President Bush has repeatedly refused to intervene to block profit gouging by power generating companies involved in the California energy crisis. Cheney and other Bush administration officials have stated that they want to open the Arctic Wildlife Refuge in Alaska and other protected lands to oil and gas exploration, while rolling back environmental rules related to the burning of coal, the construction of oil and gas pipelines and the building of refineries. Early on, the Bush administration shocked world opinion by announcing that it would not honor the terms of the Kyoto protocol on global warming. Bush also reneged on a campaign pledge and rejected controls on carbon dioxide emissions from power plants.
The packing of the Bush administration with personnel drawn directly from the financial elite is a stark indication of the government's hostility to democratic and egalitarian principles. How can genuine democracy be said to exist in a society where all important decisions are made by and for the wealthiest one percent of the population?
This state of affairs did not fall from the sky. The anti-democratic installation of the Bush administration by a 5 to 4 vote of the US Supreme Court was the product of decades of decay of capitalist democracy in the United States. The past 25 years have seen an enormous social polarization. Incomes have fallen or stagnated for the majority of working people while corporate profits and the salaries of top executives have skyrocketed.

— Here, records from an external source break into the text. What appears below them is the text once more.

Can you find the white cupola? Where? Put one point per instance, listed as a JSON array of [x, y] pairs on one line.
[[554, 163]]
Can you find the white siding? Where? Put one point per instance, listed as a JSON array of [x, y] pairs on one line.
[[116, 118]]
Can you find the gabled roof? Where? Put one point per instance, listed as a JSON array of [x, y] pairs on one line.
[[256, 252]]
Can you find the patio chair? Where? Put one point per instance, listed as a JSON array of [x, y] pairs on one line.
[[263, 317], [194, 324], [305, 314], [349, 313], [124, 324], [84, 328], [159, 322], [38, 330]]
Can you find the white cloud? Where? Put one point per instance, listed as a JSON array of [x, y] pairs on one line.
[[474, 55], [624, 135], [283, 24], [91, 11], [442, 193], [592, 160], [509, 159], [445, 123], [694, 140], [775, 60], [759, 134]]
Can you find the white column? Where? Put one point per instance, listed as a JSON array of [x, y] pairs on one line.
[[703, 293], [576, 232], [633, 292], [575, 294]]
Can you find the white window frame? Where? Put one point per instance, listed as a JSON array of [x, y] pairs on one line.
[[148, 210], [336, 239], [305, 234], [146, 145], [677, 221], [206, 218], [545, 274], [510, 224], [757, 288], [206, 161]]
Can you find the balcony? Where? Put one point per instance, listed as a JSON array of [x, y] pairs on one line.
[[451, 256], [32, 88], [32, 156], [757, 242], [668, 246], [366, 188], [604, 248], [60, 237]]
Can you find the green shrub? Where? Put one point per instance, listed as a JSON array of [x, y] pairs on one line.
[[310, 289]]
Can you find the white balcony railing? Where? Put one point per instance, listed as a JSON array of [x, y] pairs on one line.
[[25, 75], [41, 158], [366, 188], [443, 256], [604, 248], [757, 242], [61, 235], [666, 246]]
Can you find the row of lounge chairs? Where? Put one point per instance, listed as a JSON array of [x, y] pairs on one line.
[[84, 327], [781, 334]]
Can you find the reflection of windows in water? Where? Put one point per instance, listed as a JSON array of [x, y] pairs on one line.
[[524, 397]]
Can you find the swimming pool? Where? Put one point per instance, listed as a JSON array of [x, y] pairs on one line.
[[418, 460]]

At the same time both the Democratic and Republican parties have abandoned policies aimed at softening the impact on working people of the drive by US big business for ever greater profits.
With the Bush administration this process has reached a new stage. The White House is run by two wealthy oil men who have staffed their administration with oil executives and other corporate multimillionaires. The White House openly pursues policies in the interests of big business and the rich. This has evoked no significant outcry from the news media—itself owned by corporate giants—or the Democrats, the supposed opposition party.
Marxists have defined the state as an instrument of the ruling class. In the case of the Bush administration, the relationship between the capitalist state and the social interests it serves is direct and obvious. American democracy has become little more than a fig leaf for the rule of a financial oligarchy. The enormous contradiction between the policies and actions of this government and the aspirations of the vast majority, must, sooner or later, provoke a new period of social upheavals.